UniCredit Bank Austria Economic Forecast 2023/24:
High inflation and weak economy call for economic policy
- Headwinds from monetary tightening, high inflation and ongoing geopolitical tensions to slow global economy sharply in 2023 and allow only tentative recovery in 2024
- High probability of recession at the end of 2022/start of 2023 in eurozone and slightly later in US, set to be followed by recovery at below-average pace
- Varying causes for inflation in US and eurozone, but similar slowdown trend heading towards central banks' 2% inflation target by mid 2024
- Key interest rates set to peak at 5% in US and 3.25% (refinancing interest rate) in eurozone in spring 2023
- Monetary policy shift expected for 2024 with total interest rate reduction of 150 basis points in US and 75 basis points in eurozone
- Gradual correcting of strength of US dollar. USD/EUR exchange rate expected to return to between 1.10 and 1.12 USD by end of 2024
- Global economic downturn and high inflation leading to recession in Austria over winter months
- Stagnation in Austria expected in 2023 with GDP growth of just 0.3% and moderate growth of 1.2% in 2024
- Dip in industrial activity: UniCredit Bank Austria Purchasing Manager’s Index sits at 46.6 points in November, placing it below growth threshold for fourth consecutive month
- Stable labour market despite weak economy: Unemployment rate of 6.4% in 2023 and 6.3% in 2024 expected
- Inflation in Austria exceeds double-digit peak in winter, falling to 6.5% on average in 2023 and 3.0% in 2024
- Unusually high economic risks owing to geopolitical uncertainties, (energy) commodity price trends and risks to financial stability due to monetary policy overshoot
"The global economy is facing increasing headwinds. The strongest yet also fastest tightening of monetary policy in decades will exacerbate the effects of high inflation and severe irritation in international exchange ratios in many countries (known as terms-of-trade shocks). Continuing geopolitical tensions will continue to create uncertainty", says UniCredit Bank Austria Chief Economist Stefan Bruckbauer, introducing UniCredit Bank Austria's current economic overview and adding: "We expect global GDP to rise by just 1.9% in 2023, which essentially equals a recession. Stagnation is expected next year in the large developed economies of the US and the eurozone."

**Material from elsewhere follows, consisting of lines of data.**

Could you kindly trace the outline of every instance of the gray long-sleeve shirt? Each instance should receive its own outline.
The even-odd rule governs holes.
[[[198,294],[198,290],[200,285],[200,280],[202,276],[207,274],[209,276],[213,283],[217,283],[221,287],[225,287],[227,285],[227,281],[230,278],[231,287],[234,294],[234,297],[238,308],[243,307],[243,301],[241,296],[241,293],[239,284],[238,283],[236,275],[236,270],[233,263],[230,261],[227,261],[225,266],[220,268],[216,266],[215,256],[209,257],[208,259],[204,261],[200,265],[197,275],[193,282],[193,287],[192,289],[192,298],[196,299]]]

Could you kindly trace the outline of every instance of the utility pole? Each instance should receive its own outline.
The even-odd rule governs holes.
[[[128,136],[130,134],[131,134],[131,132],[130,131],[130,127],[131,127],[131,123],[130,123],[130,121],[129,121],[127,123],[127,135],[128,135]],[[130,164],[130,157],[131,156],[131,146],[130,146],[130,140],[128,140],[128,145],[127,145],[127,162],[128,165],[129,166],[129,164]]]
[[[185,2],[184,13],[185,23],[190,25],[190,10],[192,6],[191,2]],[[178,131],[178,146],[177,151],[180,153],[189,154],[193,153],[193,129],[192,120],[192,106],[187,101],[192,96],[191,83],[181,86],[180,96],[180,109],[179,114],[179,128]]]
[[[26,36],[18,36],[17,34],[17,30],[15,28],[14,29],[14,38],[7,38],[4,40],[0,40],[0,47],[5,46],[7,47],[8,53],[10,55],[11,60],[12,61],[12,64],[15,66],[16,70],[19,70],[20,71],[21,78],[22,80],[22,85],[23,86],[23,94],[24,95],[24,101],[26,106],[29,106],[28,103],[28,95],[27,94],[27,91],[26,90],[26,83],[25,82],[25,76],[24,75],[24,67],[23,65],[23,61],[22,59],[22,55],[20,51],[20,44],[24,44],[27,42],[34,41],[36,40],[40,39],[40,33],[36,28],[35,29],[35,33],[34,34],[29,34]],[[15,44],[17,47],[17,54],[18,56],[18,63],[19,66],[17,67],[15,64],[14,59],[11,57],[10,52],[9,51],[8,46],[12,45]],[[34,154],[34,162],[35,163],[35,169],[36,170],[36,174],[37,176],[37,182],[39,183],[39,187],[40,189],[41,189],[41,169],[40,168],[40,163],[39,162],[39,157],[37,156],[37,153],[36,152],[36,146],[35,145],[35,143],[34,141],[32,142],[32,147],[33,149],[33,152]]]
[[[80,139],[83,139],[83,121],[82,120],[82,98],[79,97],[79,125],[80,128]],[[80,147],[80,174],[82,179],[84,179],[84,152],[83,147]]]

Economic development is likely to be characterised by a technical recession towards the end of 2022/start of 2023 in the eurozone and over the first half of 2023 in the US. "Despite the slowdown in the global economy, the high energy costs for companies and the loss of purchasing power caused by declining real wages, we are expecting the recession to be mild. The supportive fiscal policy, the favourable liquidity situation in the corporate sector and households' high savings—plus the further easing of supply chain problems and stable labour markets—should prevent a significant collapse", says Bruckbauer, adding: "The economy will start to recover in the first half of 2023. Due to the delayed impact of monetary policy, we expect the pace of recovery in both the US and the eurozone to be below average, with growth rates of 0.9% and 1.0% respectively in 2024; although the current pessimism does seem a little too high."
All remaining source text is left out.